Animal Welfare Minister Lord de Mauley said the new rules showed the government was taking “tough action” against “negligent owners.”

“Dog attacks are devastating for victims and their families, which is why we are taking tough action against those who allow them to happen,” he said.

“Police and local authorities will now have more powers to demand that irresponsible dog owners take steps to prevent attacks before they occur. This is on top of the tougher prison sentences we introduced earlier this year for owners who allow their dogs to attack people and assistance dogs.”

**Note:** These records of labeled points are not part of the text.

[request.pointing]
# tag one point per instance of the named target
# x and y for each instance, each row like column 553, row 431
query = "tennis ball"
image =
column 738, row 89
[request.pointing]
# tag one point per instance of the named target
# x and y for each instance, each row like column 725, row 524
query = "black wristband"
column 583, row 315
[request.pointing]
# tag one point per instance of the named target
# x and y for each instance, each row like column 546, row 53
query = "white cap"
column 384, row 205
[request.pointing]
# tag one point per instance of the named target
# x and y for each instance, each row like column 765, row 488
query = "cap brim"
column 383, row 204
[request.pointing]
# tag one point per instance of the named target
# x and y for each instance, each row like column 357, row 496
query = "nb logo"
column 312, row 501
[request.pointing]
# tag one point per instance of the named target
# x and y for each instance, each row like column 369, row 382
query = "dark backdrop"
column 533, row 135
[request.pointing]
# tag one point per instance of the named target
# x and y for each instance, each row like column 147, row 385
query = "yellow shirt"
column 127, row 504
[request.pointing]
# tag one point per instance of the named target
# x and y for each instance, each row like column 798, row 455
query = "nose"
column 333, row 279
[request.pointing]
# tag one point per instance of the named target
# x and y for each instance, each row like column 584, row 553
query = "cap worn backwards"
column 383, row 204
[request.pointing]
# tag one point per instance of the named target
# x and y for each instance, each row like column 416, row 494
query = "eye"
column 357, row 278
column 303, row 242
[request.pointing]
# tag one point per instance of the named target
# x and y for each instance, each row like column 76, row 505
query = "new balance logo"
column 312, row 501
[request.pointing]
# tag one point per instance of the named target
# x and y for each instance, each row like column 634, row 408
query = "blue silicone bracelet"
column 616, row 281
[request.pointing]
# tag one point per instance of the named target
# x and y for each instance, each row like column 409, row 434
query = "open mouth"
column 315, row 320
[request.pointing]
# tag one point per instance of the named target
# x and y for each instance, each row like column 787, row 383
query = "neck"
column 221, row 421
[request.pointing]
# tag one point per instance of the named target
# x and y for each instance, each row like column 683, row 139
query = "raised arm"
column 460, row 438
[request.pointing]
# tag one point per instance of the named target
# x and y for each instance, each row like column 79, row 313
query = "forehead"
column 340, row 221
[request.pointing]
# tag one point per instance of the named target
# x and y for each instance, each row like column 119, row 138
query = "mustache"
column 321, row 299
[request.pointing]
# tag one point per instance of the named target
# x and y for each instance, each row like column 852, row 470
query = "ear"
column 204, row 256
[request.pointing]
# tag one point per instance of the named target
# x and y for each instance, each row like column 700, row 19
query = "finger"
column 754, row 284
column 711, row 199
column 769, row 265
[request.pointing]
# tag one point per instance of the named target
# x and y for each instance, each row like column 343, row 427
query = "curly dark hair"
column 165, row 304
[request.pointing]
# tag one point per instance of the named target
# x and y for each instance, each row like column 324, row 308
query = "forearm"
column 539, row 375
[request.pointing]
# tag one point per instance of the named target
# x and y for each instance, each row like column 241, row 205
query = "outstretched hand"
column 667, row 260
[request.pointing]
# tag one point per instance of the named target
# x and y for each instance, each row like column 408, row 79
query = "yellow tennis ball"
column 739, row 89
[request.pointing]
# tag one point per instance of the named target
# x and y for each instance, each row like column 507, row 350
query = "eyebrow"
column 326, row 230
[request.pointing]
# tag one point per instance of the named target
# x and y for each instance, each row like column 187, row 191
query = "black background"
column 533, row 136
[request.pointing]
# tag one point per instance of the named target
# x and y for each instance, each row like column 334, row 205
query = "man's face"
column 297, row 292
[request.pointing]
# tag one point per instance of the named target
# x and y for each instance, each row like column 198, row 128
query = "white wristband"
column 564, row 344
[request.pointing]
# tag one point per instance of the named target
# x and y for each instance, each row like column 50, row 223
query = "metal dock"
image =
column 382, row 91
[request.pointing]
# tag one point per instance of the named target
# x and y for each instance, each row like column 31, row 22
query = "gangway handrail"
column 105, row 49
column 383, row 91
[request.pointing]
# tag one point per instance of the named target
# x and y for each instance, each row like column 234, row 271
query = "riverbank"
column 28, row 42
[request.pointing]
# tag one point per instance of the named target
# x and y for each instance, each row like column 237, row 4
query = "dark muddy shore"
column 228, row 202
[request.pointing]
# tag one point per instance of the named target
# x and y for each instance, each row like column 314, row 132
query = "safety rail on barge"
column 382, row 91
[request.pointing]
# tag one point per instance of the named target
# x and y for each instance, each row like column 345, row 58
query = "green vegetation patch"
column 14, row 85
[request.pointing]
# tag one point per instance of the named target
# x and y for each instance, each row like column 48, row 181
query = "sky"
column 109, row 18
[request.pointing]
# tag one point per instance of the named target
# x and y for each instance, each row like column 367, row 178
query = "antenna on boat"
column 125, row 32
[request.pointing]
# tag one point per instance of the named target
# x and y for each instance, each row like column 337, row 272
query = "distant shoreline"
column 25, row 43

Last year, hundreds of dogs deemed ‘dangerous’ were destroyed after being seized by police.

Under the Dangerous Dogs Act 1991, certain animals commonly used for fighting are not permitted to be bred in the UK. They include the Pit Bull Terrier, the Japanese Tosa and the Dogo Argentino.

Other breeds of dangerous dog must be registered, insured, neutered and implanted with a microchip under the act.

“Royal Mail campaigned for changes to the Dangerous Dog Act to ensure our postmen and women are protected when they enter private property including a customer’s garden,” said Royal Mail Director of Safety, Health, Wellbeing and Sustainability, Shaun Davis.

“We are pleased that these further changes will help police forces and local authorities use their new legal powers to prevent dog attacks.”